Three vehicles and four shops were destroyed in the bombing, Khattak said.
Meanwhile, at least five suspected militants were killed in a US drone strike in Pakistan's tribal area near the Afghan border late Friday, officials said.
The attack targeted a militant compound in Muhammad Khel, a town in North Waziristan, a local government official said.
"Initial reports say at least five people were killed and there are fears the toll may go up," he said.
A security official, who also confirmed the toll, said the drone fired three missiles.
The compound was believed to be a centre for local Taliban and was also a base for insurgents belonging to the Haqqani network, which is known for staging attacks on US and Nato troops in Afghanistan
Officials also said the site was used by foreign fighters but the identity of the suspected insurgents killed in the attack was not immediately known.
Earlier Taliban militants shot dead two men in Pakistan's restive northwest tribal belt after accusing them of spying for the United States, officials said Saturday.
Their bullet-riddled bodies were found dumped by the side of a road in Datta Khel region, 15 kilometres (nine miles) south of Miranshah, the main town in the tribal North Waziristan region, local police officer Qayyum Khan told AFP.
They were local tribesmen who had been captured last month after a drone attack in the region killed 12 people, he said.
A note found near the bodies said "both were executed after an investigation showed they had been spying for US forces" operating across the border in Afghanistan.
Bajaur is in Pakistan's volatile tribal belt bordering Afghanistan. The area has become a stronghold for hundreds of Islamist extremists who fled Afghanistan after a US-led invasion ousted the hardline Taliban regime in Kabul in late 2001.
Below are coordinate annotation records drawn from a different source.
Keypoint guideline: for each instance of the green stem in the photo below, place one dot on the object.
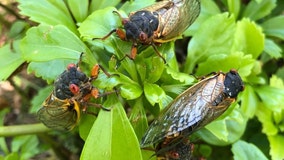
(17, 130)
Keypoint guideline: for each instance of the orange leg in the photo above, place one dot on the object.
(121, 34)
(133, 52)
(158, 53)
(95, 71)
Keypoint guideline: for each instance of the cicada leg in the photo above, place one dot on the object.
(158, 53)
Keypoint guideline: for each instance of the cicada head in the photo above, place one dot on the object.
(181, 150)
(233, 84)
(69, 82)
(141, 26)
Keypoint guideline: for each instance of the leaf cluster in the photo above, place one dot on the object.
(227, 34)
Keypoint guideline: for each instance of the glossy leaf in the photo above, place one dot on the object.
(49, 70)
(274, 27)
(246, 151)
(234, 7)
(264, 115)
(272, 49)
(213, 41)
(28, 145)
(243, 63)
(10, 57)
(256, 10)
(112, 136)
(45, 43)
(57, 13)
(100, 4)
(154, 93)
(132, 6)
(247, 31)
(40, 97)
(79, 9)
(208, 9)
(225, 131)
(249, 101)
(275, 103)
(138, 118)
(276, 145)
(99, 24)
The suicide attack came a day after Pakistani security forces killed 24 suspected militants in air strikes and clashes on Friday in the district plagued by Taliban insurgents.
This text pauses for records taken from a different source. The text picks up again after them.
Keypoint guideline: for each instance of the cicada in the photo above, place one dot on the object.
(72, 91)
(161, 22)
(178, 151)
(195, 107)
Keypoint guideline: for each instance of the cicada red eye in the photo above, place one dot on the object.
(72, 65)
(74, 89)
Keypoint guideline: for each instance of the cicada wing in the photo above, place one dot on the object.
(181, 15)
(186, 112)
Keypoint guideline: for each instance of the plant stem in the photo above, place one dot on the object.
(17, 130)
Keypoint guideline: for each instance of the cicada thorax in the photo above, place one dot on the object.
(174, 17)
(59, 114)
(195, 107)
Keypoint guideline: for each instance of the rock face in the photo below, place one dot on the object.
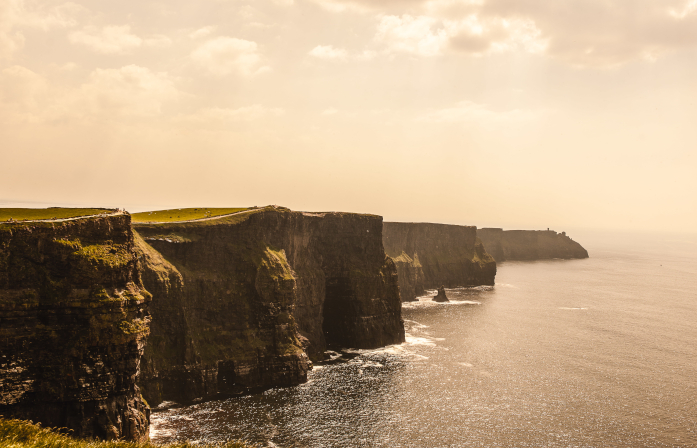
(73, 324)
(529, 244)
(441, 297)
(447, 255)
(242, 302)
(411, 277)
One paramilitary soldier was also killed and three wounded in Friday's clash in the town of Chinar in the district of Bajaur, which has been the site of a number of recent military offensives.
Jets and helicopter gunships have been pounding suspected militant hideouts since Tuesday, as the military step up operations in mountainous Bajaur, the scene of a major anti-militant operation launched in August 2008.
In February 2009 the army said the area had been secured and Taliban fighters crushed, but unrest swiftly flared up again and military operations have continued, part of a fresh assault on militants across the northwest.
Around 30,000 Pakistani troops backed by fighter jets and helicopter gunships went into the Taliban stronghold of South Waziristan in October, and the military says they are making progress and that militants are fleeing.
Washington has branded Pakistan's lawless tribal belt that runs along the Afghan border the most dangerous place in the world, rife with Taliban and al-Qaeda-linked militants plotting attacks on Western targets.
A volley of drone strikes, which fuel anti-American sentiment in the nuclear-armed Muslim nation, have hit the northwest this month.
The strikes have been concentrated on North Waziristan, a bastion of al-Qaeda fighters, the Taliban and the Haqqani network.